I’ve experienced my share of the ups and downs of launching a new product. Here are some of my key learnings from a time when failure loomed large.

Five learnings from the lowest point of my startup that got me to a lucrative sell out in 4 years

1. You can’t control everything

For me, it was the financial crash of 2009 that scuppered my brilliant business idea.

I saw a brand when I was working the brewing business in Germany that stopped me in my tracks. A byproduct of the brewing industry, Bionade was an organic fruit soft drink that pushed at an open door by being additive free before so many others joined them at that particular table.

I wanted to bring Bionade to the UK market and had invested a lot of time, energy and cash into making that happen. But the crash put paid to that. The brand’s German owners felt that the UK was a risky market to launch a challenger brand into. In a time of financial uncertainty, they felt more comfortable holding the share they already had in the European market in Germany, France and Spain.

It felt like a disaster at the time, but perhaps it wasn’t so unfortunate.

The lesson: There’s nothing like a crisis to spark some powerful creative thinking and action.

2. Don’t fall in love with the product too soon

Not being able to import Bionade to the UK made me think about what our market did really need, so I set about finding myself a partner and researching the domestic market to identify what the British soft drink consumer might want.

And while I’d thought that Bionade was my future – and staked my business on it – it turned out that what the market wanted was something very different indeed. Future Drink Co Ltd was founded in 2011 and our brand Koji was born.

The lesson: Nothing is set in stone in the early days of a new brand launch. Be prepared to pivot, and to change your product mid-stream.

3. Listen to your audience (and keep listening.)

While Bionade was organic and had quirky flavours, Koji was entirely natural with a range of flavours that were more palatable to UK tastes (including Elderflower & Lime and Lemon & Ginger, for an extraordinary 49 calories).
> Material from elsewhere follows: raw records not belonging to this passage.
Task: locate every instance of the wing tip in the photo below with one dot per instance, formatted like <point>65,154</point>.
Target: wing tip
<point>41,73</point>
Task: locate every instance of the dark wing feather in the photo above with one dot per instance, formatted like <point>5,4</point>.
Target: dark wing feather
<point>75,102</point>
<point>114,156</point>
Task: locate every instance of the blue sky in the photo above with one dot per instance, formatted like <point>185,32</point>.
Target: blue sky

We learnt that our audience wanted a product that was absolutely aligned with their needs – Koji was elegant, feminine, sophisticated, created by experts and delicious without being sweet.
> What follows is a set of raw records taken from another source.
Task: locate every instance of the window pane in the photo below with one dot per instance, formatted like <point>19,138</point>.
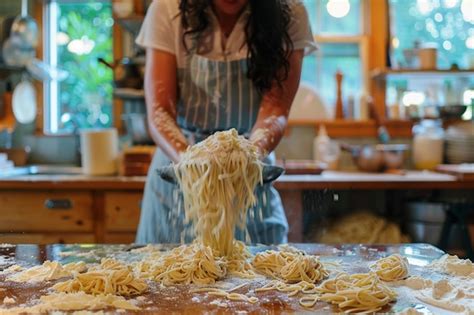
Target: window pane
<point>319,70</point>
<point>325,16</point>
<point>444,23</point>
<point>82,32</point>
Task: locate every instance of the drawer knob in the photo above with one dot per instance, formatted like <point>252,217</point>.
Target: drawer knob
<point>58,204</point>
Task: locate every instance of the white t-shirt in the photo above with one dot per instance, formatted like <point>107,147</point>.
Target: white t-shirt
<point>162,30</point>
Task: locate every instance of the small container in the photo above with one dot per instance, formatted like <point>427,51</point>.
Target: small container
<point>428,144</point>
<point>428,58</point>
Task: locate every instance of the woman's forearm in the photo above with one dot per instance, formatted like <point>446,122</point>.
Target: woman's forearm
<point>166,133</point>
<point>160,93</point>
<point>275,107</point>
<point>268,131</point>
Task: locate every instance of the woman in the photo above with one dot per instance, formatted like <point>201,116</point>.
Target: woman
<point>214,65</point>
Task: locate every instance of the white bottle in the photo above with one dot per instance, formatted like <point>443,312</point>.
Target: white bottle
<point>321,145</point>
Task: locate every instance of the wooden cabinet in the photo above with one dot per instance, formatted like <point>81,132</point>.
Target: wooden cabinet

So while we started from the same point – the brewing industry byproduct – Koji was a very different proposition. We created a brand with true appeal, shelf stand out and most importantly a drink that foresaw the oncoming sugar tax on carbonated soft drinks by being natural, low calories and tasty.
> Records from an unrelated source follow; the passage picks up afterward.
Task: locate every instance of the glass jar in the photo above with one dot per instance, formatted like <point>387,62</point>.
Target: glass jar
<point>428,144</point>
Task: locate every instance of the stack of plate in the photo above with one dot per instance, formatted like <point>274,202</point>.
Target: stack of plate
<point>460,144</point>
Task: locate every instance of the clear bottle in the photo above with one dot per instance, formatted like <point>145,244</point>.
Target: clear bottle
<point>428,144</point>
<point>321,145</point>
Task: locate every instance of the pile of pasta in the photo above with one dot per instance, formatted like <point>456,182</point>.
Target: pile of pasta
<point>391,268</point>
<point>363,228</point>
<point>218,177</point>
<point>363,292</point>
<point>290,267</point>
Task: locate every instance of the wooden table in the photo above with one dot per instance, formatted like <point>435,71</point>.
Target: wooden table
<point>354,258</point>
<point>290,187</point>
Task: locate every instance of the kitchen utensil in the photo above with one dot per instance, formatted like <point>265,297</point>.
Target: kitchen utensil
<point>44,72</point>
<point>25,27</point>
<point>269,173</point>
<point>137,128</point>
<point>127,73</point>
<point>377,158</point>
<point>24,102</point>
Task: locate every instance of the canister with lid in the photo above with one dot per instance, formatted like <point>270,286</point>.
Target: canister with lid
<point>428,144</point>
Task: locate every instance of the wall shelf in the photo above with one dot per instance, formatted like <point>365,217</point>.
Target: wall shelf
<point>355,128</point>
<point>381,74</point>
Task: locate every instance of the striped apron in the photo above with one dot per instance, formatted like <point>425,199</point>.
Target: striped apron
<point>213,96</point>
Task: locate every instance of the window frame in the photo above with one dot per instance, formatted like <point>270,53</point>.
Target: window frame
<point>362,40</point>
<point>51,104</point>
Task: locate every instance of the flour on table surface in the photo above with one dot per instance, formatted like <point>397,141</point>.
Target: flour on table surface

The lesson: Do your research. Know your market better than anyone else, and give them what they want.

4. Find the right backers and support team

The right investors will make or break your fledgling brand. We quite quickly found investors who were willing to take equity in our brand and bring Koji to the shelves of the UK on and off trades. Crucially, they were patient, gave us killer advice and sat on us until we provided the sharpest set of management accounts that a startup could produce.

We had a great brand designed by our colleagues at Reach. We had a game-changing fluid that was clearly differentiated from its competition and we had a proposition that would be truly relevant to our consumers.

Without these two components – investment and brand – I’d never have got this new idea off the ground.

The lesson: the right investors make all the difference.

5. Know your end game

Know how far you want to go. I’m an entrepreneur at heart – I love the ideas, the investors, the thrill of getting something to market and seeing it on the shelves – but I never wanted to head up a multi-million soft drinks business.

Everything changes when you get to the next level, and that was not the journey I wanted to make. So after 4 years of excitement, a far bigger marketing budget and savvy know-how on how sales were now driven by social media, we decided, happily, to sell the brand to a competitor.

The lesson: Know how far you want to go. And stop there.

Failure is part of the journey. It’s how you react that counts

The journey to market for a new product is inevitably characterised by highs and lows. Failures along the way are inevitable. It’s how you react to them and learn from them that differentiates the brands that sink and the ones that swim.